3. Weiblich, schwarz
Meine initiale Begegnung mit dem Weiblichen in seinem vollen Potential hatte ich letztes Jahr im peruanischen Amazonas. Ich war nach Iquitos gereist, um unter der Anleitung von Shipibo Medizinfrauen Ayahuasca trinken zu dürfen. Ich will hier nicht von der Reise selbst erzählen. Aber die Erfahrung, die Ayahuasca ermöglichte, war eine lebensverändernde, fundamentale Begegnung mit einer unendlichen weiblichen Energie. Es war wie in diesem Witz, indem der Papst den ersten Kosmonauten der Welt, Juri Gagarin, fragt, ob er da draußen im Weltall Gott gesehen hat. Und Gagarin antwortet: „Ja, sie ist schwarz.“
Schwärze ist eine der initialen Ayahuasca Erfahrungen. Es ist das Gefühl, die Empfindung, in eine tiefere, reinere Schwärze einzutreten, als sie jemals vorher spürbar war. Sie legte sich über dich. Diese alles umfassende Schwärze ist der Hintergrund für alle Erfahrungen, die Ayahuasca vermittelt. Erst vor diesem bodenlosen Schwarz beginnt alles zu leuchten, sind atemberaubende Schönheit und atemberaubender Schrecken möglich. Die Schwärze ist eine Gebärmutter. Das Universum ist eine Gebärmutter. Alles kommt aus ihr. Das Ungeschöpfte ist weiblich.

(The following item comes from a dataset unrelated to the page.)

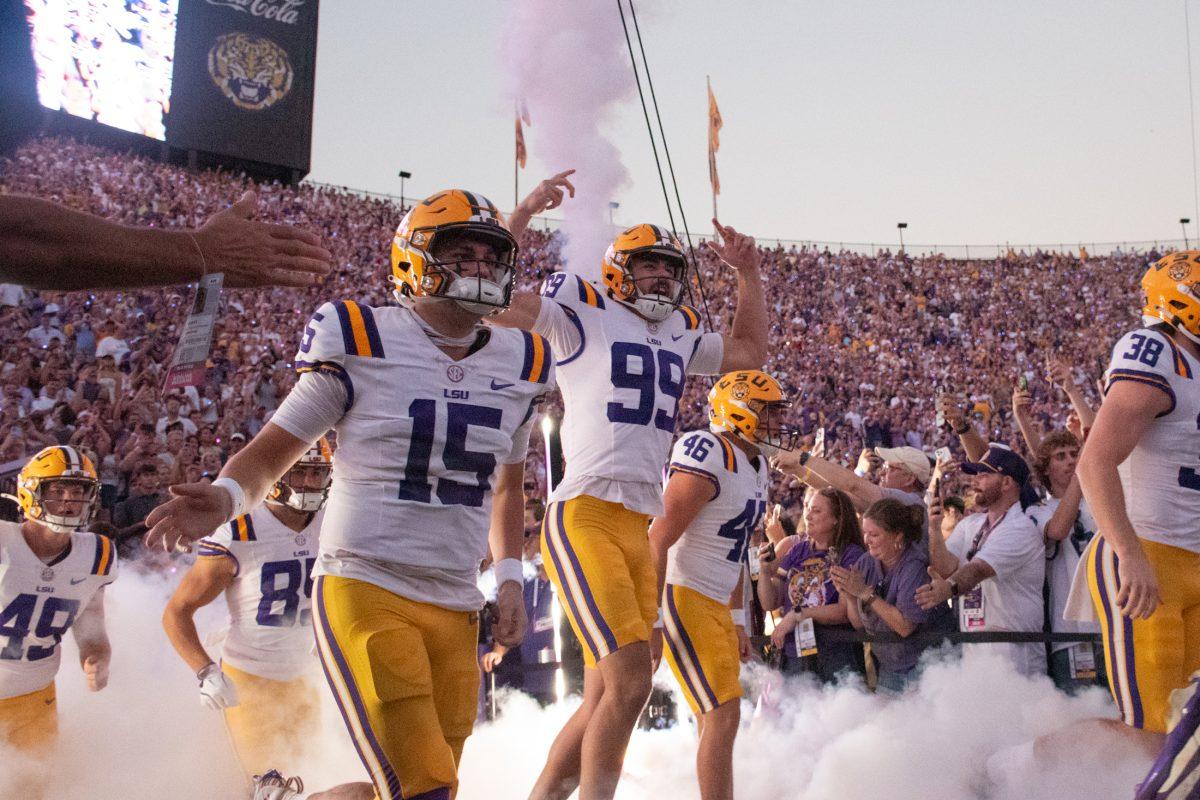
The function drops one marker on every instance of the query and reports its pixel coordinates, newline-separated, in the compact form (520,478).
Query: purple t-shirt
(807,581)
(899,589)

Einst verwüstete der Büffeldämon Mahishasura die Welt und hindert die Menschen daran, den Göttern Opfer zu bringen. Die Götter, bis hin zu Vishnu, können nichts gegen den mächtigen Dämon ausrichten. Sie rufen die Durga an, die mächtige rächende Göttin. Durga nimmt den Kampf an. Aber auch sie braucht ein noch furchtbareres Wesen, um diesen Kampf zu gewinnen. Aus ihrer Stirn gebiert sie Kali, die Schwarze Göttin. Kali ist der schwärzeste, der wildeste Aspekt des Weiblichen. Und erst Durga und Kali gemeinsam können Asura besiegen. Während Durga dem Dämon den Kopf abschlägt, trinkt Kali sein Blut, damit es nicht auf die Erde fällt und den Mahishasura wieder auferstehen lässt. Die rote Zunge Kalis – das definitive Ende. Kein Blut fällt mehr auf die Erde, sondern es geht direkt zurück zum Ursprung.

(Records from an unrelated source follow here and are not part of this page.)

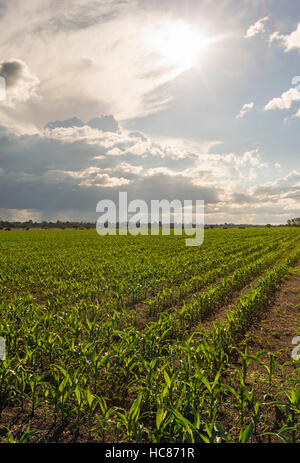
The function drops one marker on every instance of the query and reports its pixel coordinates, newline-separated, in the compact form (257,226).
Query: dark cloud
(21,83)
(104,123)
(12,71)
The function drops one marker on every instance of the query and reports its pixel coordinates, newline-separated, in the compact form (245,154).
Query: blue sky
(163,99)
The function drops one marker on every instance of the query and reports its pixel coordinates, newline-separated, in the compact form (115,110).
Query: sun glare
(180,46)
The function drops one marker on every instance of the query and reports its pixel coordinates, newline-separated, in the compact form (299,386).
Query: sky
(163,99)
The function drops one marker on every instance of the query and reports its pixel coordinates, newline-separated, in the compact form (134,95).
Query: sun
(179,45)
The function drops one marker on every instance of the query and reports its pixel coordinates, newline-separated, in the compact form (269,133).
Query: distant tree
(294,222)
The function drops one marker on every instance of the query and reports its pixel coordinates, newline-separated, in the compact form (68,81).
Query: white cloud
(257,28)
(285,101)
(21,84)
(290,41)
(245,109)
(92,57)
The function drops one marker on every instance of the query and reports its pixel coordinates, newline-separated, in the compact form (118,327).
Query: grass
(105,342)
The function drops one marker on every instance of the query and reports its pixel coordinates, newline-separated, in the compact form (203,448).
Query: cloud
(21,83)
(104,123)
(257,28)
(91,58)
(285,101)
(245,109)
(72,167)
(288,42)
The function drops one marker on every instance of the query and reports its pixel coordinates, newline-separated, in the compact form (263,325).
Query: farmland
(142,339)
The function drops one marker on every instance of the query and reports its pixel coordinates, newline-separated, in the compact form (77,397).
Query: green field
(142,339)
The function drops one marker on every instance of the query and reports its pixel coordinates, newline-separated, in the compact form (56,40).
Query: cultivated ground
(143,339)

Sadhguru, der große spirituelle indische Lehrer, wird in einem YouTube Talk gefragt, was denn eigentlich mit der Göttin Kali so los sei. Sadhguru kichert etwas rum und meint dann: „Oh, this woman is trouble.“
Der Hinduismus, der Kali hervorgebracht hat, hatte immer Probleme mit der Schwarzen. Zu heftig bricht sie in das harmonisch gedachte Universum ein. Zu heftig konfrontiert sie alles Seiende – vor ihr hat keine Illusion bestand, sie ist die Zeit, sie ist Geburt und Tod. Ihre Liebe ist fern von Romantik – sie macht dich nackt und nimmt dir den Atem, dass du um ihre Luft bitten musst. Ihr Trost ist, dass auch der Schmerz vorbeigeht. Ihre Sichel schneidet dich am Ende wie Gras, ein jedes Blut kommt in ihre Schüssel. Kali ist der Schmerz. Sie verklärt den Tod nicht. Sie will ihn blutig serviert.

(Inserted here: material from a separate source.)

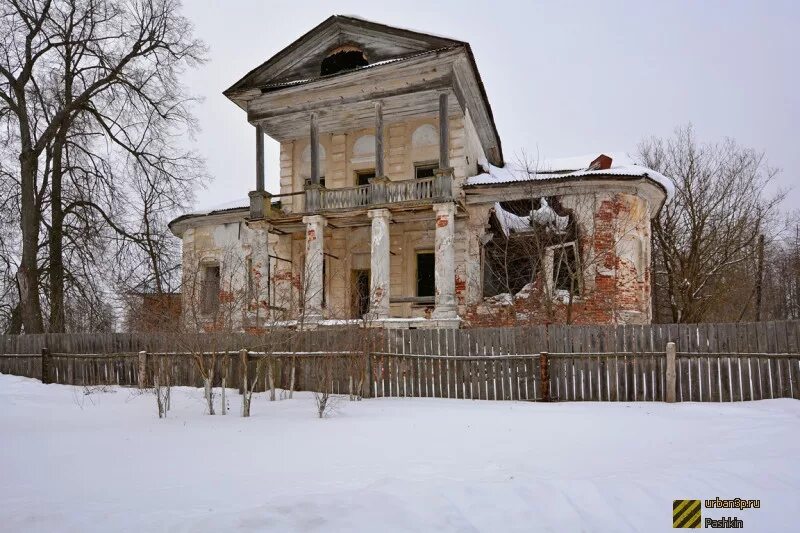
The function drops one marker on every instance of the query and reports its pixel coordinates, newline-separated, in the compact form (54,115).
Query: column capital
(379,213)
(445,208)
(315,219)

Im Isha-Upanishad heißt es: Der Herr der Liebe wohnt im Herzschrein aller Wesen. Begehre nichts, alles gehört dem Herrn. Es ist dem erleuchteten männlichen Denken natürlich kein angenehmer Gedanke, dass dieser Herr der Liebe nicht mehr als eine Zahnfüllung im lachenden Mund der Kali.
Om.

4. Das Weibliche Prinzip: Wenn wir Gott nicht entkommen, müssen wir sie neu denken
Wir haben uns aus der GÄA Singularität in diese Welt gedacht; mit jeder weiteren Erkenntnis der eigenen Einzigartigkeit haben wir uns weiter vom universell-kollektiven Bewusstsein entfernt. Der Preis der Individualität ist ungestillte Sehnsucht. Die Geburt schmerzt immer noch. Die Nabelschnur wurde aus dem Zentrum unseres Fühlens gerissen. Die Narbe ist wetterfühlig. Gerade in Zeiten wie jetzt, wo schwere Wolken über den Himmel ziehen, die Atmosphäre geladen ist und Gewitter loszubrechen drohen, schmerzt die Narbe besonders. Spiritualität heißt, sich dieser Narbe bewusst zu sein. Religion ist der Glaube, aus dem abgebunden Rest der Nabelschnur noch Bedeutung saugen zu können. Das ist eine Illusion und wie alle Illusionen ist sie tragisch und selbstzerstörerisch. Muss jeder selbst damit klarkommen. Nein, muss er nicht. Denn wenn diese Sehnsucht noch so fest im kollektiven Bewusstsein verankert ist, dann ist sie eine Macht, die sich Bahn bricht, wenn sie nicht mit Respekt behandelt wird. Am radikalen Islamismus ist zur Zeit zu erleben, wie Leute, die keinen Keks gebacken kriegen, sich ans Transzendente klammern und blind vor Enttäuschung um sich schlagen.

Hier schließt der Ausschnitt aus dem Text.